Why So Much Frontal Nudity?

Not a hard question to answer. He liked the way a naked man looks from the front. He liked the shape of everything there - the way the torso joins the hips, the Greek line, the beauty of a powerful chest with protruding nipples, the ripples of a well developed set of abdominals, the way the trail of hair begins at the navel and moves down toward the crotch, and oh yes, the beauty and individuality of every set of genitalia. The way the penis hangs over the balls, the way it swings when he walks, the way it changes size as the naked man changes moods. He liked painting and drawing buttocks as well. But a frontal nude is more powerful. And he liked bold, he liked strong, he like powerful. That's why so much frontal nudity!

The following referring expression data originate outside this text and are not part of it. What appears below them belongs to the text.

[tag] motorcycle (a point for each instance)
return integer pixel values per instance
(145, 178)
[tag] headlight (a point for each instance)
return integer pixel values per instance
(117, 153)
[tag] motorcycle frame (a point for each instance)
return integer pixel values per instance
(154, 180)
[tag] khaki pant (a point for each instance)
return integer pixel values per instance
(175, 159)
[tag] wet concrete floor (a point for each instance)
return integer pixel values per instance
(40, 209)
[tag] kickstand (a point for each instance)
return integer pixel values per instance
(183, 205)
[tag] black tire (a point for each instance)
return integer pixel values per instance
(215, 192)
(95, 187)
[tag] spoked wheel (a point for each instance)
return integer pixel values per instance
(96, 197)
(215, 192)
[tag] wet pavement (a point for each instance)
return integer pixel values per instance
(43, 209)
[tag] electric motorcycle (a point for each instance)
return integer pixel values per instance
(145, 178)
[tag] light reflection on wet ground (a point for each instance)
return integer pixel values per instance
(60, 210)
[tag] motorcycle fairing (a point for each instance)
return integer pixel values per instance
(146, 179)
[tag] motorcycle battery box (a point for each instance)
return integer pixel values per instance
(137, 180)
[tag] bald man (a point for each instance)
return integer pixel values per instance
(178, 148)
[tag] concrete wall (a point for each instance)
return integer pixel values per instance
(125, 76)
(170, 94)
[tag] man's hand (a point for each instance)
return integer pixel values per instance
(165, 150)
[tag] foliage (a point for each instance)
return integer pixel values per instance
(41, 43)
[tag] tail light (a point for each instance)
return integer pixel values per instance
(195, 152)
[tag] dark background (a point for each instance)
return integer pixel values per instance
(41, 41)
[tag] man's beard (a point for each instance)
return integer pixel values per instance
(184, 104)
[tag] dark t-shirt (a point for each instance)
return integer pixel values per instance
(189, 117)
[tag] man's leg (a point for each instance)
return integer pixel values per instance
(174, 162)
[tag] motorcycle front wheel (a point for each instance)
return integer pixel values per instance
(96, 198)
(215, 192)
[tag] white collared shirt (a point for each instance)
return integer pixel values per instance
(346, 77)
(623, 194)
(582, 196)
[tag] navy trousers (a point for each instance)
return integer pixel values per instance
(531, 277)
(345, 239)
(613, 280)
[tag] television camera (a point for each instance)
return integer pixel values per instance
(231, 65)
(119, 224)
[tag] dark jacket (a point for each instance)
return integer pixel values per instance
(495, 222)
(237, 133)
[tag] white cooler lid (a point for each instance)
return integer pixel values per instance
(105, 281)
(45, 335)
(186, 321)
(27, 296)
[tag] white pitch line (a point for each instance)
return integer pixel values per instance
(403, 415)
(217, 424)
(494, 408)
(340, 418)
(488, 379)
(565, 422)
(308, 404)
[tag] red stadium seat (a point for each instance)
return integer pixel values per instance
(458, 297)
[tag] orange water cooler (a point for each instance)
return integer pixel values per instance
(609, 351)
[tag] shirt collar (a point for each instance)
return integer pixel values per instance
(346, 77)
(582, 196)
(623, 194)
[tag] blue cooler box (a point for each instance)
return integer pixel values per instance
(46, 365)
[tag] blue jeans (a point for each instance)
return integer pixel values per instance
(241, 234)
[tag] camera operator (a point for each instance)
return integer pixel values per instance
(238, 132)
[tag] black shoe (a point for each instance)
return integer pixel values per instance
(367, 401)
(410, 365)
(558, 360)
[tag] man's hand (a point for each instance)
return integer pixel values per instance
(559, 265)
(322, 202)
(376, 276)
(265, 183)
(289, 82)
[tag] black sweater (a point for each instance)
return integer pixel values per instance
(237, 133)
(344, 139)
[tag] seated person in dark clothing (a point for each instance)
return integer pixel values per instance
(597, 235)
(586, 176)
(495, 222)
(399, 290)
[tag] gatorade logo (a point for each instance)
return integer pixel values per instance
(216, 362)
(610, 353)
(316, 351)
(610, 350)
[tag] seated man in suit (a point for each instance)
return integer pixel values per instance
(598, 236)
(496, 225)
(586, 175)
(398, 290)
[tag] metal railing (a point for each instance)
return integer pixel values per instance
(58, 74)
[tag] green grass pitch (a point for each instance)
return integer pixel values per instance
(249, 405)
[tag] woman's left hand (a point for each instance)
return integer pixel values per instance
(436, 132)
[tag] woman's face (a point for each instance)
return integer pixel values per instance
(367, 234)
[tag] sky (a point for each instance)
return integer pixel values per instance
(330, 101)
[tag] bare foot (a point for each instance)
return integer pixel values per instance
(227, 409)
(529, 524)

He Painted Other Things, Too - Not Just Male Nudes!

Believe it or not, he painted subject matter other than just male art. He did landscapes, both realistic and stylized. (He painted many scenes of Africa, and because he traveled quite a bit, He was also done landscapes of Germany, Canada, France, Southern Africa, and many other places.) He also created abstract paintings and non - nude male figures. Like paintings of shirtless men, men in underwear men in Speedos. Men with clothes on! A painting of a clothed man can still be sensual male art. He loved painting the male nude, and he loved seeing men naked, but he also loved a beautiful landscape. Even when there's not a naked man in it!

Gay Naked Men or Straight Naked Men?

He was often asked, "Are your nude models straight or gay?" His answer was “both gay and straight men model nude for me”. He found models everywhere, on the beach, in the YMCA locker room, in clubs and bars and at bus stops. When he saw a potential model, he didn't ask himself, “Is he a gay man?” or “Is he a straight man?”. He ask himself, “will he look great naked?” He didn't paint a naked gay man or a naked straight man, he painted a naked man. He didn’t paint naked homosexual men or naked heterosexual men, he painted naked men. What we present with his web gallery is not a gay men gallery, or a straight men gallery, it's a gallery of nude men. Every work in his web store is available to buy, to add to your collection of nude male art.

What Kinds of Media Did he Use?

Do you Have Prints or Posters? He usually drew in pen and ink, watercolor, pastels and mixed media and sometimes acrylic on paper. He painted with oils or acrylic on canvas. Few of his many original works were produced into prints and posters, and these are very reasonably priced.

Did He Work from Life or Photographs?

He wasn’t practical. He preferred to work with live models. He didn’t take photographs of his models, then work from the photographs at his leisure. He liked painting models in landscapes. He posed the naked man in his studio and drew the landscape from memory. In his studio he posed nude men with natural northern light or used artificial illumination. His art was not composed through the lens of a camera but by his minds eye. This is not to say that he didn’t appreciate fine male photographic art. In his private collection he had a fine art nude male photograph by Carlos Quiroz. Carlos showed Peter some contact sheets of his erotic nude male photography and Peter selected one frame that he liked. Once printed, the large photograph of the upper body of the nude young man figured prominently in Peter’s living room.